Das heutige Diashow-Doodle ehrt die weltweit bekannte jüdische deutsch-niederländische Tagebuch-Autorin und Opfer des Holocausts Anne Frank. Obwohl Anne ihr Tagebuch erst im Alter von 13 bis 15 Jahren schrieb, sind ihre persönlichen Schilderungen des Holocaust und der Kriegsereignisse bis heute eine der ergreifendsten und meistgelesenen Dokumentationen. Das heutige Doodle zeigt originale Auszüge aus ihrem Tagebuch, in dem sie beschreibt, was sie und ihre Freunde und Familie während ihres zweijährigen Aufenthaltes im Versteck erlebten. Heute ist der 75. Jahrestag der Erstveröffentlichung ihres Tagebuchs, das weithin als eines der wichtigsten Bücher der modernen Geschichte gilt. 

Anne Frank wurde am 12. Juni 1929 in Frankfurt am Main geboren, doch schon 1933 zog sie mit ihrer Familie nach Amsterdam. Annes Familie flüchtete vor der wachsenden nationalsozialistischen Partei und ihrer Diskriminierung und Gewalt gegenüber Millionen von Minderheiten. Als Anne 10 Jahre alt war, brach der Zweite Weltkrieg aus, woraufhin kurze Zeit später Deutschland in die Niederlande einmarschierte und so den Krieg vor die Haustür Annes Familie brachte. Die Nationalsozialsozialisten begannen nun auch in den Niederlanden die Verfolgung von Juden und ließen diese hinrichten oder in Konzentrationslager verschleppen. Da sie nicht mehr frei und sicher leben konnten, waren Millionen von Juden gezwungen, aus ihrer Heimat zu fliehen oder unterzutauchen. Im Frühjahr 1942 versuchte auch Annes Familie der Verfolgung zu entkommen und versteckte sich in einem geheimen Anbau im Bürogebäude ihres Vaters.

Die Familie Frank war wie Millionen andere gezwungen, schnell zu handeln und fast ihr gesamtes Hab und Gut zurückzulassen, um Schutz zu suchen. Zu Annes wenigen verbliebenen Besitztümern gehörte ein kleines Geschenk, das sie nur wenige Wochen zuvor zu ihrem dreizehnten Geburtstag erhalten hatte: ein kariertes Notizbuch mit festem Einband. Es wurde bald zu ihrem persönlichen Werkzeug, um die Welt für immer zu verändern. In den folgenden 25 Monaten füllte sie die Seiten mit aufrichtigen Schilderungen über ihr Leben als Teenagerin im „geheimen Anbau“, von kleinen Details bis hin zu ihren tiefsten Träumen und Ängsten.
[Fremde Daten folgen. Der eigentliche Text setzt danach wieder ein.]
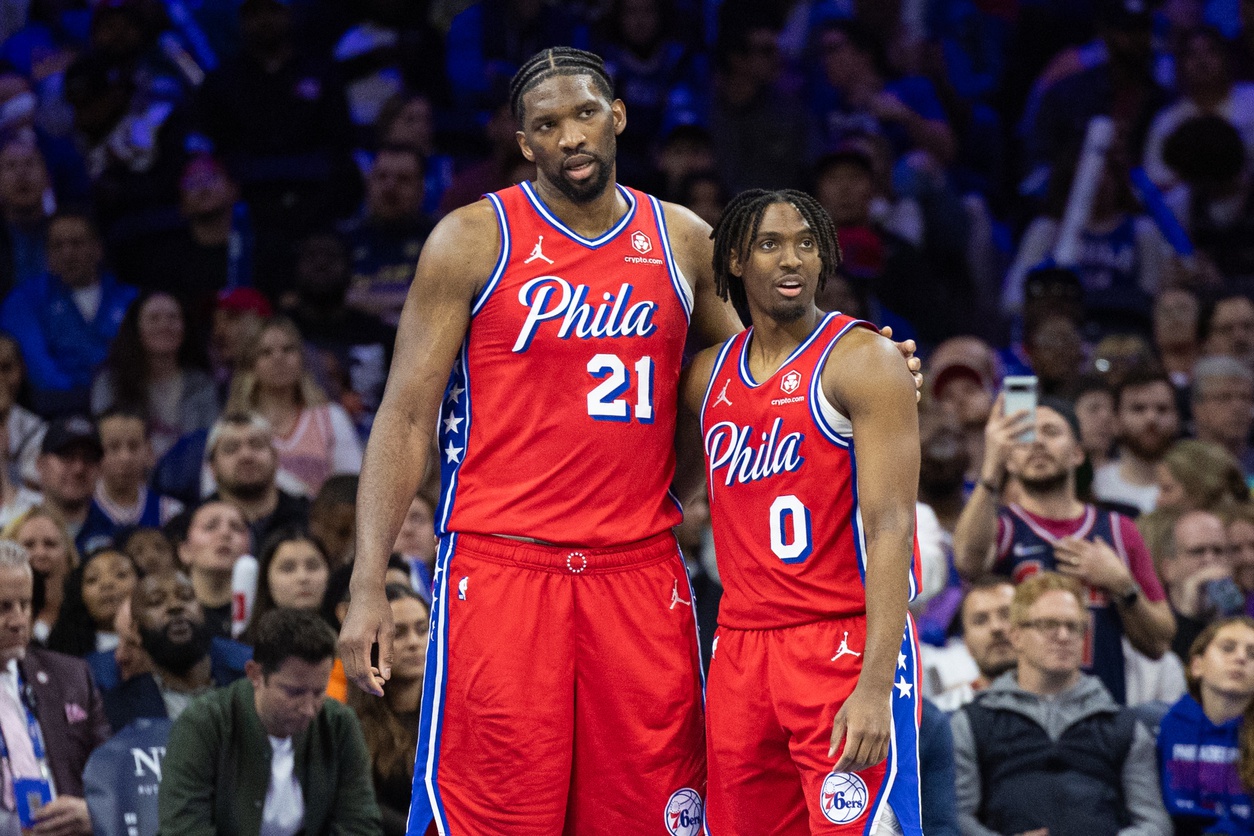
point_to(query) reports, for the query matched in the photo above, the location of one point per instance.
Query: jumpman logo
(844, 648)
(538, 253)
(675, 595)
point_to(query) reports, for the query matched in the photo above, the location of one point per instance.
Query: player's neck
(591, 218)
(774, 340)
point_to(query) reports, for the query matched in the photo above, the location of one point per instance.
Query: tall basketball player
(542, 341)
(811, 450)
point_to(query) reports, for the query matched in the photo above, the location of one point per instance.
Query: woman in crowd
(1200, 475)
(217, 535)
(93, 594)
(390, 722)
(1206, 740)
(156, 369)
(42, 532)
(151, 549)
(292, 573)
(314, 438)
(25, 429)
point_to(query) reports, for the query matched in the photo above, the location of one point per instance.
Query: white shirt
(284, 814)
(1110, 486)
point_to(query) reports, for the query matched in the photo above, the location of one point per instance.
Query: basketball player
(543, 337)
(811, 702)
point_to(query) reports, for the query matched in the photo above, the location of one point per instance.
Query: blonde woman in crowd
(314, 438)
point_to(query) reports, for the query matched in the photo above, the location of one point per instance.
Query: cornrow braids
(739, 226)
(557, 60)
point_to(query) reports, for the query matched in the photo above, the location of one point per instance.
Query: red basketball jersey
(558, 420)
(784, 489)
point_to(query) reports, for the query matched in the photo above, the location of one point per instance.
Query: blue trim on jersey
(592, 243)
(502, 260)
(796, 352)
(902, 787)
(714, 376)
(449, 470)
(825, 429)
(425, 802)
(671, 267)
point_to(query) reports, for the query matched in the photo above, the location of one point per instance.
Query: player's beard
(592, 188)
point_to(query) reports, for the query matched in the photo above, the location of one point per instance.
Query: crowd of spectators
(210, 216)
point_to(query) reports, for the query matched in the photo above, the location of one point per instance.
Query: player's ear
(618, 110)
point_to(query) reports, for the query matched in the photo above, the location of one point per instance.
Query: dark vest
(1070, 786)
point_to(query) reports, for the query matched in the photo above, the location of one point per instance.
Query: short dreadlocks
(557, 60)
(739, 226)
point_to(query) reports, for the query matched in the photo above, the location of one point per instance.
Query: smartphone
(30, 795)
(1021, 397)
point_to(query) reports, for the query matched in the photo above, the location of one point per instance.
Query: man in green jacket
(270, 755)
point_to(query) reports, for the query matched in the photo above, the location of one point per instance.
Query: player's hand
(1001, 436)
(1092, 563)
(368, 622)
(907, 347)
(864, 722)
(62, 816)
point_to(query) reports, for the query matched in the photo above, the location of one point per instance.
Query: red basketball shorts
(770, 703)
(563, 692)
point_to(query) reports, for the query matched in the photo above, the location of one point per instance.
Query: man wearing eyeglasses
(1047, 528)
(1198, 575)
(1046, 750)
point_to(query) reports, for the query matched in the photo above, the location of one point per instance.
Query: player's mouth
(790, 286)
(579, 167)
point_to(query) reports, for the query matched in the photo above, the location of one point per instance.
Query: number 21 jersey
(784, 489)
(558, 420)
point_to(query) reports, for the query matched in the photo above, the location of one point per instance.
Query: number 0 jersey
(558, 420)
(783, 484)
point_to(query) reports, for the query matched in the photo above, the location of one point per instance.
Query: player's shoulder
(468, 237)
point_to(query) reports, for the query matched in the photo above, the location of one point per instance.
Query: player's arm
(714, 318)
(689, 445)
(867, 381)
(974, 535)
(458, 258)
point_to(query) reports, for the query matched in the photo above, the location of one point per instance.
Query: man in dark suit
(58, 693)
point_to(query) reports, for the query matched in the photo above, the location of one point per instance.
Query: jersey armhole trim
(714, 375)
(833, 425)
(681, 287)
(502, 258)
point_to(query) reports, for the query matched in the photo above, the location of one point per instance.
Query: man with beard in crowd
(1051, 530)
(245, 465)
(953, 674)
(186, 658)
(1149, 423)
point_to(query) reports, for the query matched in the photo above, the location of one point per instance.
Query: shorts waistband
(568, 559)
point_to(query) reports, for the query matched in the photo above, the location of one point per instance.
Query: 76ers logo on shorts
(843, 797)
(684, 814)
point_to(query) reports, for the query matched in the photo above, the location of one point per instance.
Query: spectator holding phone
(1048, 529)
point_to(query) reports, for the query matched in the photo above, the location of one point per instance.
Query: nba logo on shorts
(790, 381)
(843, 797)
(684, 814)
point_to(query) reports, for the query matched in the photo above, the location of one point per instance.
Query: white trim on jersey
(593, 243)
(796, 352)
(681, 287)
(502, 258)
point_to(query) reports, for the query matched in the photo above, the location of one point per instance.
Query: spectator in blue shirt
(65, 318)
(1205, 757)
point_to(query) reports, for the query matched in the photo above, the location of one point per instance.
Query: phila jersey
(558, 419)
(783, 484)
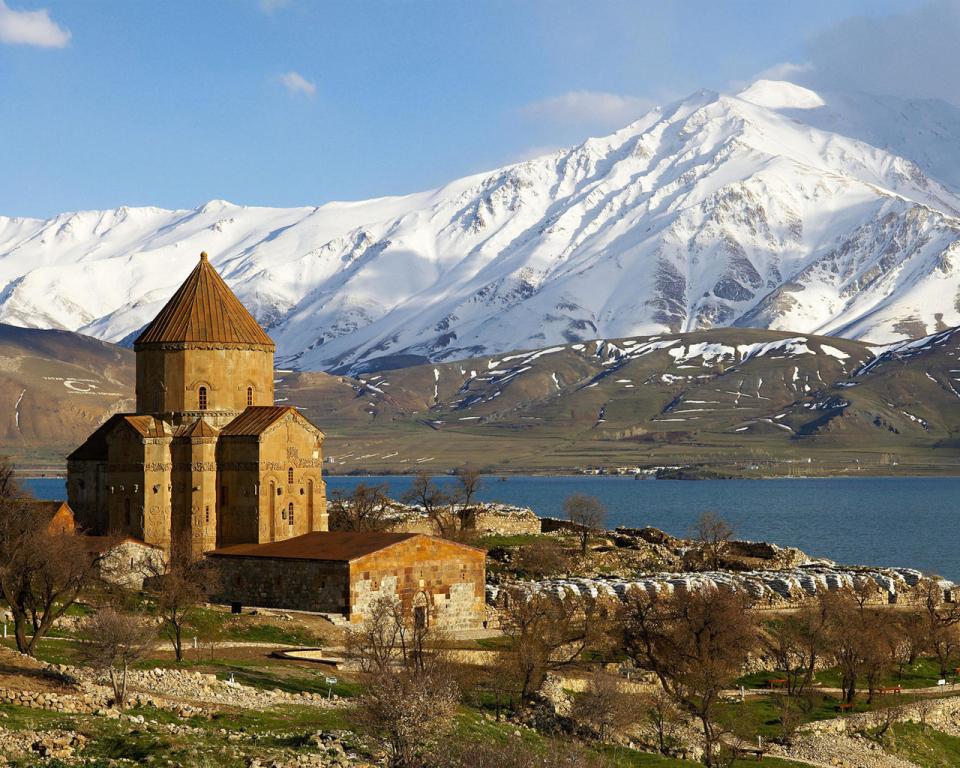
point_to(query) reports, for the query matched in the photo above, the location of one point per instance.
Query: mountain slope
(735, 400)
(715, 211)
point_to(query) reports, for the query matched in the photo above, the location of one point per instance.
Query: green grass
(923, 746)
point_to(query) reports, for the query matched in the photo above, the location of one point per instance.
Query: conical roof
(204, 310)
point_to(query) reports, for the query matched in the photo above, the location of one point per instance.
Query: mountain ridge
(717, 210)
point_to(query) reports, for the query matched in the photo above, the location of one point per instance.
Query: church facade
(208, 459)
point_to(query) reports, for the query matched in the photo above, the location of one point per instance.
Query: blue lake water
(877, 521)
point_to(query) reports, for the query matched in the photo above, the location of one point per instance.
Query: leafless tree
(543, 558)
(604, 706)
(451, 511)
(41, 573)
(115, 641)
(713, 534)
(797, 642)
(941, 619)
(179, 584)
(587, 515)
(696, 642)
(546, 633)
(365, 509)
(411, 693)
(660, 711)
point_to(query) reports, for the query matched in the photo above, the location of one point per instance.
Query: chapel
(208, 460)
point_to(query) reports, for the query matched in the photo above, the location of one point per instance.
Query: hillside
(56, 388)
(736, 401)
(774, 208)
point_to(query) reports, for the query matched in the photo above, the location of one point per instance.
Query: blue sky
(294, 102)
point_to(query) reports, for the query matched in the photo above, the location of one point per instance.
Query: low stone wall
(487, 519)
(769, 588)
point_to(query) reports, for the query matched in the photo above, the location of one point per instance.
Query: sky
(106, 103)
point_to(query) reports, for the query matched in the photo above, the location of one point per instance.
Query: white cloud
(297, 83)
(786, 70)
(31, 28)
(596, 108)
(912, 54)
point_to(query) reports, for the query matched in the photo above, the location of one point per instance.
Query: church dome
(204, 311)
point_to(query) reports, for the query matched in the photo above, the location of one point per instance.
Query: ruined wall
(169, 378)
(305, 585)
(485, 519)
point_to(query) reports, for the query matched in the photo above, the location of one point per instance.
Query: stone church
(207, 459)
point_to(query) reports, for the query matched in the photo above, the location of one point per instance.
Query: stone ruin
(775, 589)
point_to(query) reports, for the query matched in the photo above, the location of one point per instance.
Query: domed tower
(204, 355)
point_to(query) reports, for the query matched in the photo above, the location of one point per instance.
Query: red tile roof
(255, 419)
(204, 309)
(341, 546)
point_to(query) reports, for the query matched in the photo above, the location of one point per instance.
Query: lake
(871, 521)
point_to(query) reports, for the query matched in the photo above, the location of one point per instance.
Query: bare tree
(941, 619)
(696, 642)
(179, 585)
(41, 573)
(546, 633)
(660, 711)
(115, 641)
(797, 642)
(587, 515)
(411, 693)
(714, 534)
(450, 511)
(543, 558)
(365, 509)
(604, 706)
(380, 642)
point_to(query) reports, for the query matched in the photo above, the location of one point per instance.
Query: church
(208, 460)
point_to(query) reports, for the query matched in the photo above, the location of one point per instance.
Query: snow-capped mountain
(777, 208)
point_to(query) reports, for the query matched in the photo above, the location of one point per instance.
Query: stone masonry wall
(446, 579)
(306, 585)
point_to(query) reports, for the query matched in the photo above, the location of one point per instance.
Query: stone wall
(445, 579)
(485, 519)
(306, 585)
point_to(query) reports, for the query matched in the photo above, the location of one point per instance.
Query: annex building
(207, 459)
(345, 572)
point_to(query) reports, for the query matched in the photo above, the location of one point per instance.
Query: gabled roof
(94, 448)
(255, 419)
(199, 428)
(204, 310)
(338, 546)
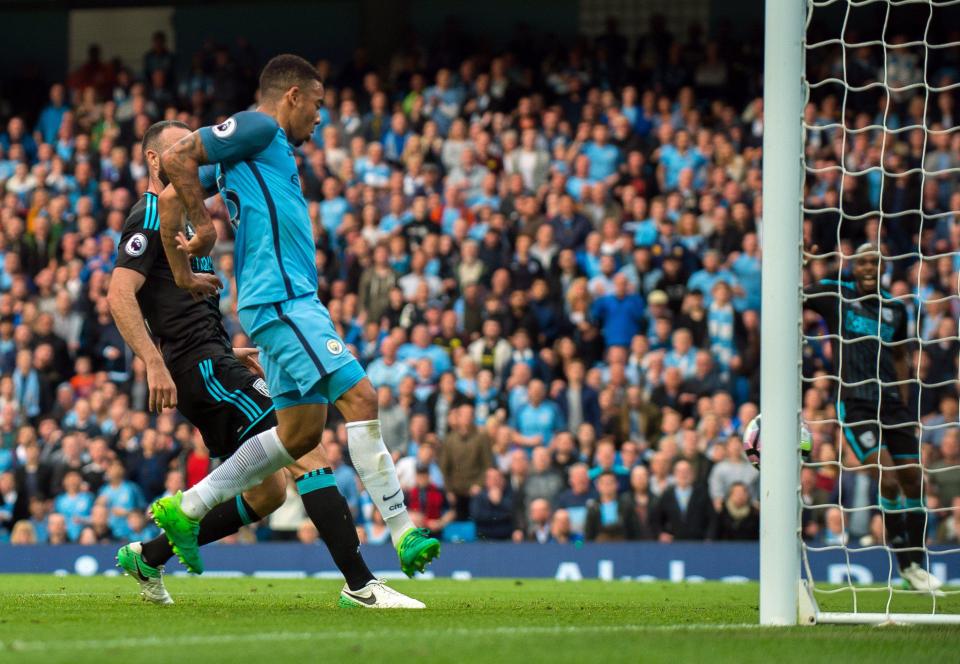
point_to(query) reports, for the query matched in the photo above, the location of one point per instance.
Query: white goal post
(786, 597)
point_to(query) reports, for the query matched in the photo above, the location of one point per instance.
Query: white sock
(375, 467)
(256, 459)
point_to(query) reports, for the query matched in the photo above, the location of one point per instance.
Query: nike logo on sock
(136, 563)
(369, 601)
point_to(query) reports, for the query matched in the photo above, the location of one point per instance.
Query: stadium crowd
(547, 259)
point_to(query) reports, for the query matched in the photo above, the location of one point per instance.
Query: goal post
(853, 147)
(780, 329)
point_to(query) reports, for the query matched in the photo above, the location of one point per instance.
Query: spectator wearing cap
(620, 315)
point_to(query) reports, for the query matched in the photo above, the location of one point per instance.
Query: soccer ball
(751, 441)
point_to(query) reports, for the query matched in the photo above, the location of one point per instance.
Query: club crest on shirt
(136, 245)
(225, 129)
(260, 386)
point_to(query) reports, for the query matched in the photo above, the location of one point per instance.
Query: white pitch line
(201, 639)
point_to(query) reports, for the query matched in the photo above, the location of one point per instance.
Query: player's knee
(268, 496)
(359, 403)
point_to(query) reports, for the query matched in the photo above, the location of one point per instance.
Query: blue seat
(460, 531)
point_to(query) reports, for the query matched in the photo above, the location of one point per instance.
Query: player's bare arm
(178, 249)
(122, 296)
(182, 162)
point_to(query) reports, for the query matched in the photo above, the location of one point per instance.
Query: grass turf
(75, 619)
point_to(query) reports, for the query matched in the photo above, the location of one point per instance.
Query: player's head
(160, 136)
(866, 268)
(292, 86)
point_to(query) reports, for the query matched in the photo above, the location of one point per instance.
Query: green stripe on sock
(913, 503)
(242, 511)
(314, 481)
(889, 505)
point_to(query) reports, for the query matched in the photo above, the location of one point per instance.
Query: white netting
(882, 165)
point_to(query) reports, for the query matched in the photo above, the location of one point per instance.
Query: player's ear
(293, 95)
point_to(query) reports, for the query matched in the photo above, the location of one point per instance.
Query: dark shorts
(226, 401)
(865, 435)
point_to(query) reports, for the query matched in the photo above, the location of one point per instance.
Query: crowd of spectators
(547, 259)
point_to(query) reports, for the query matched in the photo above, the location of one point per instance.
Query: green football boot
(416, 550)
(130, 560)
(180, 529)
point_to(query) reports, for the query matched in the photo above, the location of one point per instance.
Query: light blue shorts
(303, 357)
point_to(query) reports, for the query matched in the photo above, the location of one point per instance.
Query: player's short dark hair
(285, 71)
(152, 136)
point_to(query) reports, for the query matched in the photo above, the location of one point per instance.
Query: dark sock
(896, 533)
(224, 519)
(330, 514)
(914, 524)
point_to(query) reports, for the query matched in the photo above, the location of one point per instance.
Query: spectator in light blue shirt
(704, 280)
(674, 158)
(420, 347)
(51, 117)
(120, 497)
(332, 208)
(604, 156)
(682, 354)
(387, 370)
(619, 315)
(75, 505)
(538, 420)
(746, 269)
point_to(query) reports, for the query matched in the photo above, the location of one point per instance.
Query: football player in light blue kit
(306, 363)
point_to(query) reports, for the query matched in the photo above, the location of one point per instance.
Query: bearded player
(218, 389)
(876, 422)
(307, 364)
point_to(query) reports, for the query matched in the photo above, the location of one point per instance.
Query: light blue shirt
(257, 176)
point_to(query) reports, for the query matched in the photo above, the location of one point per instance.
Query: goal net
(879, 497)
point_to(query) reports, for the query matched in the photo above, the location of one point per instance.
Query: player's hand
(203, 285)
(250, 357)
(162, 390)
(200, 245)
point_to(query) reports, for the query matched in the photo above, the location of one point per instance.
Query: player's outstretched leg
(150, 578)
(140, 559)
(258, 457)
(374, 465)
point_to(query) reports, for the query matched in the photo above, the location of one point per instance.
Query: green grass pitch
(102, 619)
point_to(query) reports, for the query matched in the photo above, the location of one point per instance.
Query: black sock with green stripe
(897, 538)
(223, 520)
(331, 515)
(915, 521)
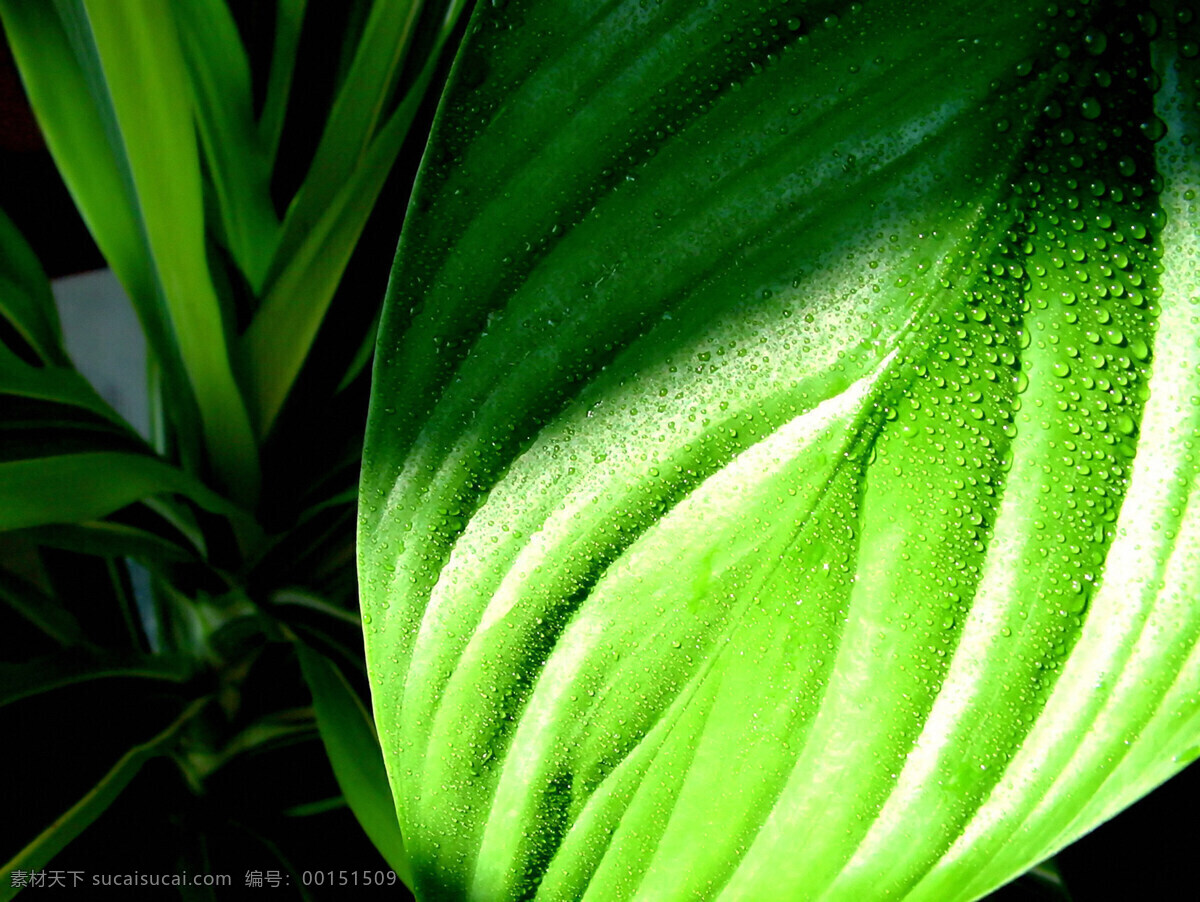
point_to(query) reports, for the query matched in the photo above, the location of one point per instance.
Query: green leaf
(143, 66)
(353, 750)
(780, 477)
(46, 674)
(63, 77)
(40, 608)
(25, 299)
(239, 163)
(76, 487)
(288, 24)
(76, 819)
(328, 214)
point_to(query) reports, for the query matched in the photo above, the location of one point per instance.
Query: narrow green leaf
(353, 121)
(773, 400)
(76, 819)
(238, 162)
(57, 384)
(328, 216)
(288, 24)
(45, 674)
(25, 299)
(77, 487)
(40, 608)
(82, 136)
(138, 49)
(108, 539)
(353, 750)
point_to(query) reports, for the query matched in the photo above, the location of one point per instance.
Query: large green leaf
(780, 471)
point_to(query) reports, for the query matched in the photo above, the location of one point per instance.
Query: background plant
(171, 601)
(163, 597)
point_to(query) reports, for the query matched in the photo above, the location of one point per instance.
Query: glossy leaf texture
(781, 470)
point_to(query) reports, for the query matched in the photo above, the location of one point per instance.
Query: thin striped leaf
(353, 750)
(25, 299)
(143, 67)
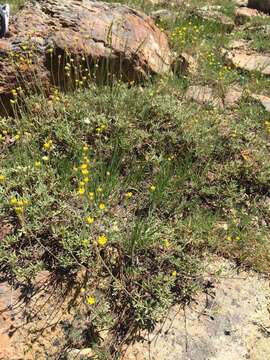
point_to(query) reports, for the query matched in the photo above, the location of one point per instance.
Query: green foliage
(133, 184)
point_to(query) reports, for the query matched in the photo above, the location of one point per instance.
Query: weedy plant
(132, 185)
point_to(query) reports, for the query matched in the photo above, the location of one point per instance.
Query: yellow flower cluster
(48, 145)
(267, 126)
(18, 205)
(2, 178)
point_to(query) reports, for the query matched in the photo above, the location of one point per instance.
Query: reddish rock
(92, 39)
(261, 5)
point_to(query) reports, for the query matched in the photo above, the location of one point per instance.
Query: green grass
(135, 184)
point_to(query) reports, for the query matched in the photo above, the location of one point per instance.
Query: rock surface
(248, 60)
(263, 100)
(50, 34)
(244, 14)
(231, 322)
(217, 17)
(184, 64)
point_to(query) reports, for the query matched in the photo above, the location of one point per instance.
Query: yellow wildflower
(166, 243)
(2, 178)
(102, 206)
(13, 201)
(102, 240)
(84, 166)
(91, 195)
(45, 158)
(85, 172)
(91, 300)
(90, 220)
(85, 242)
(81, 191)
(48, 145)
(18, 210)
(129, 195)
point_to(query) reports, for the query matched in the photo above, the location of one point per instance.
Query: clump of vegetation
(133, 185)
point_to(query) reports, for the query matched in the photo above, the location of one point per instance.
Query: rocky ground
(230, 320)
In der Hoffnung, dass ihre Tagebucheinträge nach dem Krieg veröffentlicht werden könnten, fasste Anne ihre Berichte zu einer zusammenhängenden Geschichte mit dem Titel „Het Achterhuis“ („Das geheime Nebenhaus“) zusammen. 

Am 4. August 1944 wurde die Familie Frank vom nationalsozialistischen Geheimdienst entdeckt, verhaftet und in ein Internierungslager gebracht, wo sie Zwangsarbeit verrichten musste. Anschließend wurden sie in das Konzentrationslager Auschwitz in Polen deportiert, wo sie unter äußerst schwierigen Bedingungen und auf engstem Raum lebten. Einige Monate später wurden Anne und Margot Frank in das Konzentrationslager Bergen-Belsen in Deutschland transportiert. Neben der brutalen Hinrichtung von Gefangenen durch die Nationalsozialisten breiteten sich in den Lagern tödliche Krankheiten rasch aus. Schließlich erlagen Anne und Margot den unmenschlichen Bedingungen, unter denen sie zu leben gezwungen waren. Anne Frank war gerade einmal 15 Jahre alt.

Obwohl Anne Frank die Schrecken des Holocaust nicht überlebte, ist ihr Bericht über diese Jahre, welcher weltweit als „Das Tagebuch der Anne Frank“ bekannt ist, zu einem der meistgelesenen Sachbücher geworden, die je veröffentlicht wurden. In mehr als 80 Sprachen übersetzt sind Annes historischen Dokumentationen heute ein fester Bestandteil in den Klassenzimmern, um Generationen von Kindern über den Holocaust und die schrecklichen Gefahren von Diskriminierung und Gewalt aufzuklären. 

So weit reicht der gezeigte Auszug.